In this project, I explored aspects of the Transformer architecture in the context of question answering on SQuAD 2.0, the Stanford Question Answering Dataset. I split this exploration into several phases, which built upon each other. In Phase 1, I gained familiarity with the default baseline (based on BiDAF, a recurrent LSTM-based algorithm) by upgrading it to support character-level embeddings, in addition to the existing word-level embeddings. This resulted in a 2-point performance increase on all scoring metrics. In Phase 2, I incrementally refactored the baseline from BiDAF into QANet, a question answering architecture which is similar in structure but uses convolution and Transformers instead of recurrent neural networks. After hyperparameter tuning, I found this improved performance by an additional 3.5 points on all scoring metrics. In Phase 3, I replaced the Transformer with an architectural variant, the Performer, which aims to solve the issue of quadratic scaling in vanilla Transformers'runtime and memory usage by using kernel methods to approximate the self-attention calculation.
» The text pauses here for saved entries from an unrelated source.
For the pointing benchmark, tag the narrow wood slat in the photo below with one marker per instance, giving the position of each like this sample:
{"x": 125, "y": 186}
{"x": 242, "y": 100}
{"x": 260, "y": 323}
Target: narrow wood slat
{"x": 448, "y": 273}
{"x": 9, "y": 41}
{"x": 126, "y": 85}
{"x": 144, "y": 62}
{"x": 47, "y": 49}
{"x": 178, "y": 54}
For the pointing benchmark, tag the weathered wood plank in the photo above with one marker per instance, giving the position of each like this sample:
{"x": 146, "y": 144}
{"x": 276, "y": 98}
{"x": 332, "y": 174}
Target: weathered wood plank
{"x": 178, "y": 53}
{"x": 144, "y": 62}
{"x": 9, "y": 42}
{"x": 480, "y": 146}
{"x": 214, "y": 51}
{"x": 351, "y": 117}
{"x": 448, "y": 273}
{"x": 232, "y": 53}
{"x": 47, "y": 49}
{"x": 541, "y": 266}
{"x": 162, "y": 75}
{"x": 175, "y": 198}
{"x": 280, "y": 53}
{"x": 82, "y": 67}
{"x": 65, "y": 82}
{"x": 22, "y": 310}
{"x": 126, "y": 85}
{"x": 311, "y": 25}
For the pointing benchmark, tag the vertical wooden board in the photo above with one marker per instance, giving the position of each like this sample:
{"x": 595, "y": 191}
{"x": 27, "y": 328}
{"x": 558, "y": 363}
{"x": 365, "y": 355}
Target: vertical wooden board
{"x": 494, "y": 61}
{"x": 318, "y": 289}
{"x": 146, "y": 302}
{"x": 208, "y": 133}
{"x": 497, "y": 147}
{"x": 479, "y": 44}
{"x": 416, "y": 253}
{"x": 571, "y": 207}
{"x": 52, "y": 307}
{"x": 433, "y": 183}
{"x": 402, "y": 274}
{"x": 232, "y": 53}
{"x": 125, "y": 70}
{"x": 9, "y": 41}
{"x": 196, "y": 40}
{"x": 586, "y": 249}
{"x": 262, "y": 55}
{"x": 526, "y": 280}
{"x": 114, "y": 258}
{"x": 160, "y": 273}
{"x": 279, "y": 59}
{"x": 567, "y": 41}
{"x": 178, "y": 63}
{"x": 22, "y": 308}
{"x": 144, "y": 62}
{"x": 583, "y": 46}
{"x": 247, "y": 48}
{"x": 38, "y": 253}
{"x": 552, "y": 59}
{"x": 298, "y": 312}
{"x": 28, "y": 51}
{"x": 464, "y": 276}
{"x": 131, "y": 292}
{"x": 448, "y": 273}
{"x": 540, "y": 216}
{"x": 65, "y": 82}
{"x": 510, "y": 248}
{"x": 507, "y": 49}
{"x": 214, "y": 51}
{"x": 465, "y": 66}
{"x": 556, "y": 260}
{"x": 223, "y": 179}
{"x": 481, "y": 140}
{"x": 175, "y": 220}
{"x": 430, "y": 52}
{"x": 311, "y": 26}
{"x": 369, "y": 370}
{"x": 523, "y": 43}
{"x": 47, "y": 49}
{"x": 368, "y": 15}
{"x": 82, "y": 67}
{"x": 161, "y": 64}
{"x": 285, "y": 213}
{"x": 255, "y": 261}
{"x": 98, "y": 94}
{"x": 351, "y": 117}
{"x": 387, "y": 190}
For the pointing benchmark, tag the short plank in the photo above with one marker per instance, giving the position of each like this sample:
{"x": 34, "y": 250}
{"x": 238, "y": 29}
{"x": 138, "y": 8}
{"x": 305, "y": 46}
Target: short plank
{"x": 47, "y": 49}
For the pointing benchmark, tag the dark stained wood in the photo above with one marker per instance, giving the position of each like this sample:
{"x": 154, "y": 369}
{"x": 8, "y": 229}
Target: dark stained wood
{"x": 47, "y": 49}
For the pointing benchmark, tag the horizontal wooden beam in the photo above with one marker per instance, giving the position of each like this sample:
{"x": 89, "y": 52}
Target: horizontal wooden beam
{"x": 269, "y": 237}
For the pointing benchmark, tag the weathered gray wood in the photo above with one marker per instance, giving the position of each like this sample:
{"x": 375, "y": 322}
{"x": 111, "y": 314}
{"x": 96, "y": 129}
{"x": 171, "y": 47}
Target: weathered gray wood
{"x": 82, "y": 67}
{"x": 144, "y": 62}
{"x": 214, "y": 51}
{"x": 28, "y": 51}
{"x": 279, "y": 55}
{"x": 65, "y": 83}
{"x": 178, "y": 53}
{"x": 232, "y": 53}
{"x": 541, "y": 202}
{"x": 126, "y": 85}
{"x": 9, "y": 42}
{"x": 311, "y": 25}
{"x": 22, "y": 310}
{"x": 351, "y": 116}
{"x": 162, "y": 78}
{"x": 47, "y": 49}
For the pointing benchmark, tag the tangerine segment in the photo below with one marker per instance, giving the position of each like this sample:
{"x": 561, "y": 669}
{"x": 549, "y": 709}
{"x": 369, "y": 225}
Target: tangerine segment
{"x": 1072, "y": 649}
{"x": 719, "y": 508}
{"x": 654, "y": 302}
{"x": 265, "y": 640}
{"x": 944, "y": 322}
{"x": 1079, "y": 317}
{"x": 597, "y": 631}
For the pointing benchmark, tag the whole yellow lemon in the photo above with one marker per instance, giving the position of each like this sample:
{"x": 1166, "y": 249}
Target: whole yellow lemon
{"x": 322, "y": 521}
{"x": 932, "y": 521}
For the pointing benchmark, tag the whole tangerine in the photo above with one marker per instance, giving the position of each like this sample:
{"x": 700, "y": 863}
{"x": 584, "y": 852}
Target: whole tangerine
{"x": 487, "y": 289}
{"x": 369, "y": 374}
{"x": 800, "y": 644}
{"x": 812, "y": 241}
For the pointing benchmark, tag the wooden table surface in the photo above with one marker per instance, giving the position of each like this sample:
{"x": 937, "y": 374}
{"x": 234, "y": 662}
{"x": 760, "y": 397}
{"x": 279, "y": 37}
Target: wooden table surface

I found that this was effective within QANet, enabling linear scaling from hundreds to tens of thousands of tokens, with minimal impact to performance. In Phase 4, I prepared to make use of this scale to support open-domain question answering. I wrote a TF-IDF based document retriever, which returned the most similar Wikipedia page to the current context passage. I found this to be reasonably effective in locating similar passages. Finally, in Phase 5, I fed this new input into QANet via a new, large Background input, which supplemented the existing Context and Question inputs. I upgraded QANet to support this by adding a Context-Background attention and a Query-Background attention layer to the current Context-Query attention layer. This appears to start training correctly, with training and validation loss both decreasing over time.